C’est cette laïcité « soft » qui, à l’école, a triomphé des tendances plus combatives à l’égard des religions. Force est de constater qu’un durcissement s’opère. Il se manifeste depuis plusieurs années et revient en force ces dernières semaines. « Ce qui me frappe dans le débat public, c’est une définition implicite de la laïcité qui ne correspond en rien à celle de notre Constitution, du droit européen et international, observe le sociologue Pierre Merle. Une laïcité qui interdit les manifestations religieuses plutôt que de les respecter, qui conduit à des logiques d’exclusion au lieu de favoriser le vivre-ensemble. »
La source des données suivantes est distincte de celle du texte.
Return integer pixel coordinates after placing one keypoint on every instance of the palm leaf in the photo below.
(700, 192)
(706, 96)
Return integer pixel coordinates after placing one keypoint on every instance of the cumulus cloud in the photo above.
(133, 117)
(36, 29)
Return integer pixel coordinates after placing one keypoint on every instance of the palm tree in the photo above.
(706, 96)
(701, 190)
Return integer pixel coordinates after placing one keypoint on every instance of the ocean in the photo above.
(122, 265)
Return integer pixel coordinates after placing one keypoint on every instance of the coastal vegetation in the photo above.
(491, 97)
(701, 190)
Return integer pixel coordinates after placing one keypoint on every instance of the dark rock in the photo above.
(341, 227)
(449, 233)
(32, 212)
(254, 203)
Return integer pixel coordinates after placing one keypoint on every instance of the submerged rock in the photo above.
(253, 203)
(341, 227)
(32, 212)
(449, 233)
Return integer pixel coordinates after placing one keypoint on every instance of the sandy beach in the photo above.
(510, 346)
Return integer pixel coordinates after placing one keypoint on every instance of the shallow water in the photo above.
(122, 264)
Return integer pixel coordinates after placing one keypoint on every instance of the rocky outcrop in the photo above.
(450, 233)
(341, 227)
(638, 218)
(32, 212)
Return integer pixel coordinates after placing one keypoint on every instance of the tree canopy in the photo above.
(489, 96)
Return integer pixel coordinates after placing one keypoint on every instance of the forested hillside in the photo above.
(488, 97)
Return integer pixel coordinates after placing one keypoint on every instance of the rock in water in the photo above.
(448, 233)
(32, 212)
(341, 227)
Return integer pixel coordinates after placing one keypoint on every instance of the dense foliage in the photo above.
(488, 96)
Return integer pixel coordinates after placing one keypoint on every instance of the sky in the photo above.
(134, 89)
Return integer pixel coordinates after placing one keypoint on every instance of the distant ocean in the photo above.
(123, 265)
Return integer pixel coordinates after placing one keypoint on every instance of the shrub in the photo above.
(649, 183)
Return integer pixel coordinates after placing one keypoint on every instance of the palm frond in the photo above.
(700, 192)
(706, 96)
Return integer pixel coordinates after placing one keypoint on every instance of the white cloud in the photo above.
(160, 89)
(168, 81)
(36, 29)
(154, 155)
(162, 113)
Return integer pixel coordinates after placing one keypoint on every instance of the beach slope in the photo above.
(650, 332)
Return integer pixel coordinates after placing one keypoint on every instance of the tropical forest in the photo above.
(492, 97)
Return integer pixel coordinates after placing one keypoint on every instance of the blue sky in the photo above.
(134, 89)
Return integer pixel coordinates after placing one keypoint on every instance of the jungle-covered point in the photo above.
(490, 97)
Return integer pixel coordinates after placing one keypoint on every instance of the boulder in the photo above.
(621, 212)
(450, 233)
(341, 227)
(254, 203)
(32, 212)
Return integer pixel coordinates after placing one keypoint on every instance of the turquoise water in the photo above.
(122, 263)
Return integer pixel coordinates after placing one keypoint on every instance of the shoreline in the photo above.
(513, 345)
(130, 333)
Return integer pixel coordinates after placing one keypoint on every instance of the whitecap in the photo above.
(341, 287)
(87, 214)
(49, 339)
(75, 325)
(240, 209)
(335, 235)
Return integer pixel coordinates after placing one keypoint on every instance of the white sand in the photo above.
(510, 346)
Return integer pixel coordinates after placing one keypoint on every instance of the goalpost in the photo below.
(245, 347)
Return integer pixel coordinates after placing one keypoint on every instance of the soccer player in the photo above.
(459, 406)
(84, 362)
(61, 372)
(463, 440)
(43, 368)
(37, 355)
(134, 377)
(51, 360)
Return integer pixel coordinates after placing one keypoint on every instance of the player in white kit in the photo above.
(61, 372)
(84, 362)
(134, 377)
Dans les faits aussi, le champ des interdits gagne du terrain depuis la loi de 2004 interdisant le port de signes religieux ostensibles à l’école. Il ne se limite plus au voile et à ce qui se porte sur la tête – bandanas, bonnets… Voilà que les jupes longues, les tenues sombres ou amples sont suspectées d’être des signes religieux. « On est passé à un autre niveau de surveillance, qui concerne l’apparence de façon générale, rapporte Lila Charef, responsable juridique du Collectif contre l’islamophobie en France. Or, il faut le rappeler, tant l’islam est méconnu : il n’y a pas de tenuereligieuse à proprement parler dans la religion musulmane. Le principe est celui d’une tenue décente et pudique. »
«?Un vulgaire racisme?»
S’ils ne font pas forcément l’objet d’une interdiction à proprement parler, ces « signes » suscitent, par endroits, des agacements, des crispations. Ils donnent lieu à des contrôles, des convocations, des pressions. « On en vient à dire à des jeunes filles originaires d’Albanie ou du Moyen-Orient que leurs jupes sont trop longues, qu’on ne s’habille pas comme ça en France ! Je ne peux pas y voir autre chose qu’un vulgaire racisme », dénonce François Dubet.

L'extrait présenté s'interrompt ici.